Friedman? Corrections? How could He possibly be mistaken? And, God forbid, if this would-be Middle East expert made ludicrous claims concerning his purported area of expertise, how might acknowledgement of these errors affect the celestial standing in which He holds himself?
In his latest New York Times op-ed entitled "Can God Save Egypt?" (http://www.nytimes.com/2012/12/12/opinion/friedman-can-god-save-egypt.html), Tom Terrific tackles the thorny issues of post-Mubarek Egypt. Having long sung paens to "the Arab Spring" and "The Arab Awakening" (over a year ago, Friedman, Kristof and Cohen went to pains to avoid bumping into each other in Cairo's Tahrir Square), Friedman now offers Egyptians the following advice to cope with renewed street fighting:
"God is not going to save Egypt. It will be saved only if the opposition here respects that the Muslim Brotherhood won the election fairly — and resists its excesses not with boycotts (or dreams of a coup) but with better ideas that win the public to the opposition’s side. And it will be saved only if Morsi respects that elections are not winner-take-all, especially in a society that is still defining its new identity, and stops grabbing authority and starts earning it. Otherwise, it will be all fall down."

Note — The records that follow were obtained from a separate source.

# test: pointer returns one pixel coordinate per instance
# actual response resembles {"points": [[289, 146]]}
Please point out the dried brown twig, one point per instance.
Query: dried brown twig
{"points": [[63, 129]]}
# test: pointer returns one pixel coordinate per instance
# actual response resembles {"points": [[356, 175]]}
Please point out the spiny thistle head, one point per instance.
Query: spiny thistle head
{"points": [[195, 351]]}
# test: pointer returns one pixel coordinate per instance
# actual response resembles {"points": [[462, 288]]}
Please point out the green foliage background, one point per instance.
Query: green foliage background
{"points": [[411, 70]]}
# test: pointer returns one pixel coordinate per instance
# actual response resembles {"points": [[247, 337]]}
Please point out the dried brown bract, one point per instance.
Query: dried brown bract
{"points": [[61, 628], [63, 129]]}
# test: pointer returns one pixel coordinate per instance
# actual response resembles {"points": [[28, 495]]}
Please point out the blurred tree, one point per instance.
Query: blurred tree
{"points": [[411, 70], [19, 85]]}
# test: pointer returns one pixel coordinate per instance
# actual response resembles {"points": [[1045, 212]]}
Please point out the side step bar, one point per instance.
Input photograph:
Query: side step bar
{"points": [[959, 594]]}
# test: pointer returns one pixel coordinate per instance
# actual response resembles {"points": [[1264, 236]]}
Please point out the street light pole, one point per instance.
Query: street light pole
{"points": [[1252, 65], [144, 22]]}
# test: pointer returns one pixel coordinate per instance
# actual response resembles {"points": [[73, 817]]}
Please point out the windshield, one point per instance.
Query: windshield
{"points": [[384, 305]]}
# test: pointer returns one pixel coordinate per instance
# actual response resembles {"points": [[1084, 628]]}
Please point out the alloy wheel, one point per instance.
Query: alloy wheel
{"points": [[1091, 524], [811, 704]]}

Tom would have us believe that Egypt's current unrest revolves around freedom:
"I can assure you that the fight here is not between more religious and less religious Egyptians. What has brought hundreds of thousands of Egyptians back into the streets, many of them first-time protesters, is the fear that autocracy is returning to Egypt under the guise of Islam. The real fight here is about freedom, not religion."
The "real fight" is about freedom? Oh, really. According to the Pew Reseach Center (http://pewglobal.org/2010/12/02/muslims-around-the-world-divided-on-hamas-and-hezbollah/):
"At least three-quarters of Muslims in Egypt . . . say they would favor making each of the following the law in their countries: stoning people who commit adultery, whippings and cutting off of hands for crimes like theft and robbery and the death penalty for those who leave the Muslim religion."
According to the same Pew Research Center report, 95% of Egyptian Muslims believe it is "good" that Islam plays a large role in politics. Egypt's unrest is all about freedom, or is it more about who ultimately consumes what is left of this decaying carcass?
I've got news for Friedman: In a country plagued with illiteracy, high rates of unemployment, a dizzying birthrate (see: http://www.jpost.com/MiddleEast/Article.aspx?id=195591), an economy owned in large part by the generals and colonels, abuse of woman (e.g., 90 percent of Egyptian women have undergone female genital mutilation), brutal discrimination against Christian Copts, and billions of dollars of debt that will never be repaid, it's not going to get better.
More to the point, neither Allah nor Tom can fix this mess.